I posted awhile back about sinking gravel capped soil pots into a 2000 gallon, or digging up specific areas of gravel to place soil underneath.
The week of Christmas I helped to do the planting. It was decided that the plants would be placed in pots, which were then sunken into the aquarium substrate. So far, all is well.

It was quite a job to do, we planted so many pots, and drained the tank and climbed in in our swimsuits to plant. I learned another reason to hate clown loaches (other than they just don't do it for me) the darn buggers hurt! The fish were nibbling at our feet, but these 6-8" loaches were awful! They kept at the same spot until you were raw. My feet hurt for days, darn them.
It was quite the experience.

I have pictures of the planting, but no update pics.
Thanks for the help!


----------



## DataGuru (Mar 11, 2005)

That sounds like fun! 

So when do we get to see pics?

I hope your covered the pots with decent sized rocks to keep the loaches out.

How deep and what kinda substrate in the tank?


----------



## Tentacles (Jun 25, 2006)

2000 US Gallons?!!!

Where's the conversion page... what's that in litres? Ummm... 7,700/7,800... er... that's a swimming pool... here in Australia you'd need a permit to fill it and it wouldn't get granted until after spring! 



(Where is the conversion page btw? US gallons mean nothing to the rest of the world... except for 10 USG hats of course...)


----------



## Teeleton (Jun 8, 2006)

Use the google calculator. 

convert 2000 gallons to liters - Google Search

7570 liters.

Teeleton


----------



## Tentacles (Jun 25, 2006)

Thanks. Still... you need a permit to fill anything more than 2000 ltrs here. You'd get fined!

The City Council here in Melbourne are planning to spend a $K treating and shipping swimming pool water at the end of summer to the local lakes and ponds.

Do your fish _know_ how lucky they are? What a luxury to have that much water in a private aquarium! Lifestyles of the rich and famous?


----------



## jamesB (Aug 31, 2006)

Large parts of America have never even heard of water rationing. Where I live we had a 3 month drought and yet it took 2 1/2 months before they instituted water rationing for lawns. But, then again the normal water table level here is about 2 inches below our basement floor. 8-[


----------



## shake (Feb 26, 2006)

jamesB said:


> Large parts of America have never even heard of water rationing. Where I live we had a 3 month drought and yet it took 2 1/2 months before they instituted water rationing for lawns. But, then again the normal water table level here is about 2 inches below our basement floor. 8-[


A 3 month drought? That's not a drought. Most of Australia has been experiencing drought conditions for the past 5 years. Most dams are below 35 % capicity. Where I live our dams are at 20.9% capicity. We are on stage 4 water rescrictions.


----------



## jamesB (Aug 31, 2006)

shake said:


> A 3 month drought? That's not a drought. Most of Australia has been experiencing drought conditions for the past 5 years. Most dams are below 35 % capicity. Where I live our dams are at 20.9% capicity. We are on stage 4 water rescrictions.

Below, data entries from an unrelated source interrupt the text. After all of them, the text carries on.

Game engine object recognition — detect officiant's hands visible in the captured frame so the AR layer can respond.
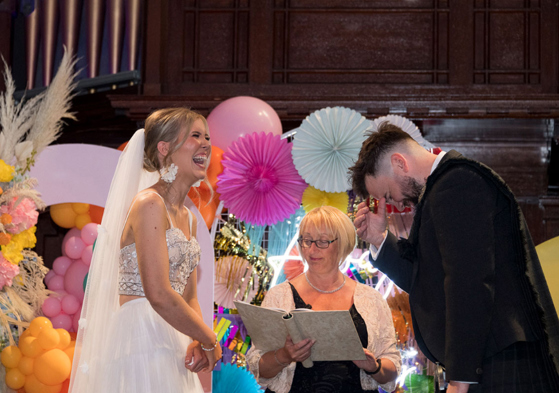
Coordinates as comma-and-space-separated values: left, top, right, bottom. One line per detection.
353, 348, 379, 373
283, 336, 316, 363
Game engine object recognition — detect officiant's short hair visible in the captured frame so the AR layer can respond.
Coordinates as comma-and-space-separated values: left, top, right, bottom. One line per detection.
299, 206, 357, 265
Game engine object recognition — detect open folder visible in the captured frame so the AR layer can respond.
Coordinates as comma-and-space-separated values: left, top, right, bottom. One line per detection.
234, 301, 366, 368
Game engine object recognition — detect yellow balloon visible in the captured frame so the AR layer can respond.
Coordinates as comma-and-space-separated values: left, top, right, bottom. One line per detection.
19, 336, 45, 358
34, 349, 72, 385
72, 203, 89, 214
75, 213, 91, 230
6, 368, 25, 390
50, 203, 78, 228
24, 375, 62, 393
29, 317, 52, 337
536, 236, 559, 313
37, 329, 60, 350
0, 345, 22, 368
55, 328, 72, 350
17, 356, 35, 375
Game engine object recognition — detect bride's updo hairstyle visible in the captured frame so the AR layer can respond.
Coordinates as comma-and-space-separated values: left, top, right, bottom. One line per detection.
144, 108, 209, 172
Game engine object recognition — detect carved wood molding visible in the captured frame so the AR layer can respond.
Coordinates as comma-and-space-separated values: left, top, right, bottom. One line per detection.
109, 95, 559, 121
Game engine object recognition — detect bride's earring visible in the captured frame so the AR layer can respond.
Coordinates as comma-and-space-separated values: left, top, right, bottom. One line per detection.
159, 164, 179, 184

Your not in a drought your in a desert!

I think you could technically say that parts of Minnesota are still suffering from the drought, but compared to Australia we are doing great. I hope your drought does not end like or rainless spell did. The storms that came dropped way to much rain too quickly, the tornadoes thankfully all skipped us.

There are some people who are worried that our area is going to start seeing drier summers every year if things don't reverse themselves.


----------



## Aussie_hippie_2 (Nov 11, 2006)

Shake I just moved over from QLD to Wisconsin USA, and couldn't believe the water usage. Americans have no conept of saving water. All the farmers over here bitch about "the drought". I tell them to come to me when it rains 3 times in 3 years like it did in Toowoomba!


----------



## Tentacles (Jun 25, 2006)

1993 was the last time we got the dams full in Melbourne... the year I emigrated to Aus, which means I've never known an Australian summer without water restrictions. It's hard to believe it ever existed.

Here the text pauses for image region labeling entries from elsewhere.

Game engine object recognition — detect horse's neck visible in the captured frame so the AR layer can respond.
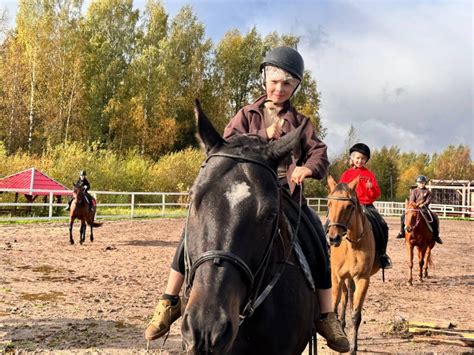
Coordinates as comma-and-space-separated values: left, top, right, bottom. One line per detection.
350, 207, 370, 244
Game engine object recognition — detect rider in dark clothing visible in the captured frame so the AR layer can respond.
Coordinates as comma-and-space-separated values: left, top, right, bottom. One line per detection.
66, 170, 94, 211
397, 175, 443, 244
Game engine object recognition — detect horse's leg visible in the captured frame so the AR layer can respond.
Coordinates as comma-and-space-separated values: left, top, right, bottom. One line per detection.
331, 270, 342, 315
350, 277, 370, 355
423, 245, 431, 278
406, 241, 413, 286
339, 279, 350, 329
87, 210, 94, 242
81, 220, 86, 245
90, 223, 94, 242
418, 247, 426, 282
69, 217, 74, 244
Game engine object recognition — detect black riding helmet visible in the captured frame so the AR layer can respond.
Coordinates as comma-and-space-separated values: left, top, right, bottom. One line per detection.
349, 143, 370, 161
260, 47, 304, 81
416, 175, 428, 184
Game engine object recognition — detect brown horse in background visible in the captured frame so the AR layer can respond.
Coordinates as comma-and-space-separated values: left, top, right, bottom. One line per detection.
405, 201, 435, 286
326, 176, 379, 354
69, 186, 102, 245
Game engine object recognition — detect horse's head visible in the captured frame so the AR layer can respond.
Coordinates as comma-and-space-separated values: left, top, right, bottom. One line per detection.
326, 175, 359, 247
405, 201, 421, 233
181, 101, 302, 354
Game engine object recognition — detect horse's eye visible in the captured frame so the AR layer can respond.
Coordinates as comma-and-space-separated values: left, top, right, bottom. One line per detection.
264, 211, 278, 222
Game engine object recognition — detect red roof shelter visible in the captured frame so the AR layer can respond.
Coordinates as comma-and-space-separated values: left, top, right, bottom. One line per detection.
0, 168, 72, 196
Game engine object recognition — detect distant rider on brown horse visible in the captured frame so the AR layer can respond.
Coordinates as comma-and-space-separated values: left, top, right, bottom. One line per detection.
66, 170, 94, 211
397, 175, 443, 244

That's why 7,000 ltrs is amazing!


----------



## Teeleton (Jun 8, 2006)

It's been raining for a week here. No shortage of water in Houston. 

Teeleton


----------



## iris600 (Feb 12, 2004)

I'll see if I can get some pictures. The tank is actually at That Fish Place in North Tonawanda, NY. I met someone involved in the business while at the Ohio Cichlid Assoc annual convention/show, and we made plans to do the tank over my winter break. It's a wholesale/retail operation that is quite impressive.

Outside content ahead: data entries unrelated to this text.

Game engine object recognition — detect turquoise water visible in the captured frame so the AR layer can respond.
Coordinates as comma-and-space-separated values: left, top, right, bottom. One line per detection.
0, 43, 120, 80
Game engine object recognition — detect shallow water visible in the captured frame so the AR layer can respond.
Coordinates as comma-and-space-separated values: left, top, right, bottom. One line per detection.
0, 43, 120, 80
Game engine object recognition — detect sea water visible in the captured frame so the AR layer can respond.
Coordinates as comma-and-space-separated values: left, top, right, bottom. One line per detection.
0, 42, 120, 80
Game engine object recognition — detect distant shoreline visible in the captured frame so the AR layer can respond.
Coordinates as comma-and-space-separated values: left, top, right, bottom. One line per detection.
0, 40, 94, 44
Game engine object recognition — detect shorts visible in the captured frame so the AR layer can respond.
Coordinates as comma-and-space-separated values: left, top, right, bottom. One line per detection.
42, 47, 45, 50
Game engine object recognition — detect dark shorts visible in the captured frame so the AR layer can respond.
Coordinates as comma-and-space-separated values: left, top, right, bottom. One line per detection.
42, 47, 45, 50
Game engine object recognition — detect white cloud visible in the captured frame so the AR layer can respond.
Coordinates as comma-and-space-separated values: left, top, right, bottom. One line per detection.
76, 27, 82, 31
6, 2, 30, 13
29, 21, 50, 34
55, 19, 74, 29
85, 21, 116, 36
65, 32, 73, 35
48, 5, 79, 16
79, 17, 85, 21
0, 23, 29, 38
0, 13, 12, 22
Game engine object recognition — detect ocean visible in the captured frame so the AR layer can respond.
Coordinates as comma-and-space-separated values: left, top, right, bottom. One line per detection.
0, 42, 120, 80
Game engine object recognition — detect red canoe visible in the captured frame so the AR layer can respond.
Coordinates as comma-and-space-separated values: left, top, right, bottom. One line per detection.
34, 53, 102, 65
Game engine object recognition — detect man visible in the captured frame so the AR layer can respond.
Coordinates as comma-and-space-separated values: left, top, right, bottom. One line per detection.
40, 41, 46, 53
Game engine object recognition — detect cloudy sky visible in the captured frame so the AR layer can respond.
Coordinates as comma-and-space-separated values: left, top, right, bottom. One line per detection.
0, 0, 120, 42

I haven't gotten updated pictures as to how it is filling in.

It is quite deep, and the lower levels don't get much light despite the fact that large metal halides are used over it. I do know that the pearlweed (Hemianthus microanthemoides) did not make it, however the swords, crypts, potamagetons, hygros, bacopa, rotalas, etc have been doing find (according to the most recent information I have).

Over at aquabid.com there is a thread with pictures named "stay tuned"
AquaBid.com - Your Aquatic Auction Website

as you can see, those darn loaches really liked our feet. My poor tootsies hurt for days!


----------



## Troy McClure (Aug 3, 2005)

What's the wattage of the metal halides?


----------